Table of contents

Generate Custom Reports For Your Cloud Infrastructure For Management Meetings

Relevant users

User Role Can Access
Technical Team member
DevOps Team member
Security Analyst
Security Engineer
Compliance Manager
Project Manager
Security Team Management


  • I am subject to PCI DSS, I want to keep it compliant and identify any issues as quickly as possible so I can remediate before I have to report non-compliance.
  • I want to show management how compliant with the NIST standard all of my organisation's production environments are.
  • I have previously created a benchmark report for my compliance score on CIS AWS Foundations, I want to now create a reoccurring report to track our compliance improvement within first the area we are focused on remediating.
  • I want to generate a security best practices compliance report for all of my organisation's accounts, filtered by a business unit owner.

Conformity Solution

Step 1. Decide which account, or group of accounts you want to report on

Step 2. Create a new configured report
Optional: For recurring stakeholder updates or meetings, set scheduling to generate at regular time intervals

Step 3. Apply filters to your report to focus on the best practices and controls that you want to report on

Baseline reports can be filtered by_ AWS tags (eg to identify environments such as production, or to identify resources holding PCI card data), and/or compliance standards (eg PCI DSS compliance report).

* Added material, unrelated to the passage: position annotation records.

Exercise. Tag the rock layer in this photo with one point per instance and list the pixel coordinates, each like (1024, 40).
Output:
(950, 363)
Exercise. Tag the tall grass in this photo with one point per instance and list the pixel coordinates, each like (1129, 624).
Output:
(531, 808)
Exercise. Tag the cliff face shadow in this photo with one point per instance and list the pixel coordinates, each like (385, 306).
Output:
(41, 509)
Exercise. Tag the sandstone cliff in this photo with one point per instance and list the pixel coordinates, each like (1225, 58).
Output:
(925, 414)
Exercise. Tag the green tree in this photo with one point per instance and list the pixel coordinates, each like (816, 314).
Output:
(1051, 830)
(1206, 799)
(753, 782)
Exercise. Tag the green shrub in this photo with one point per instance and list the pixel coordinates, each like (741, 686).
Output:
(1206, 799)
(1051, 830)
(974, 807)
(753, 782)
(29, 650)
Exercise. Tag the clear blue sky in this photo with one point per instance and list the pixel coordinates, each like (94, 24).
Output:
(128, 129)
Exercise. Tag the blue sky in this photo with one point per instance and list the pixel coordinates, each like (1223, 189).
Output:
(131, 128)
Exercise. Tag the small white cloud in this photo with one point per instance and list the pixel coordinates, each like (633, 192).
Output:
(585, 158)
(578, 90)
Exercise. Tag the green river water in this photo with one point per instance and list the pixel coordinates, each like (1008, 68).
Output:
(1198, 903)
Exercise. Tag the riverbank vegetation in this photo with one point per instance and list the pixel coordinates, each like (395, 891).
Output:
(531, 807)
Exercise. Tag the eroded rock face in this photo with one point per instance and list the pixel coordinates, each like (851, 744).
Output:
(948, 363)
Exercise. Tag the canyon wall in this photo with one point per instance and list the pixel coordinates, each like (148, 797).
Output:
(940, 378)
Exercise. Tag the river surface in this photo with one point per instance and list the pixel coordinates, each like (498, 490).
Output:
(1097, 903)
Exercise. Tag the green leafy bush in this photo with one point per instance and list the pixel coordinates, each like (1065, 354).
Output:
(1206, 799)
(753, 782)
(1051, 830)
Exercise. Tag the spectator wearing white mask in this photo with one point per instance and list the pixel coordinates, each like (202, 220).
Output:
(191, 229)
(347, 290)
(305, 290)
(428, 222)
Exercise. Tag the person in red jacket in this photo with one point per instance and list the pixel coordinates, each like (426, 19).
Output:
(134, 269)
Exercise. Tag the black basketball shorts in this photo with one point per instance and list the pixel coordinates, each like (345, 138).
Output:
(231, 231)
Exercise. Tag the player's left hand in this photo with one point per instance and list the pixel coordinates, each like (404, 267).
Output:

Remediation efforts typically segment the findings into priority levels. Scheduling a repeating configured report of this segmentation will reflect any improvements made to the compliance score. Segmented reports should reflect the priorities and remediation plan agreed on with management, these could be filtered by category (eg 'Security'), risk level (eg 'Extreme'), individual services (eg 'S3'), or Conformity account tags (eg environment tags, project tags, business unit tags, owner tags etc).

Optional: Save Configuration for later reuse

Step 4. Review Check failures for your configured filter(s).

Step 5. Click "Generate" report to download either as CSV or PDF for sharing with management.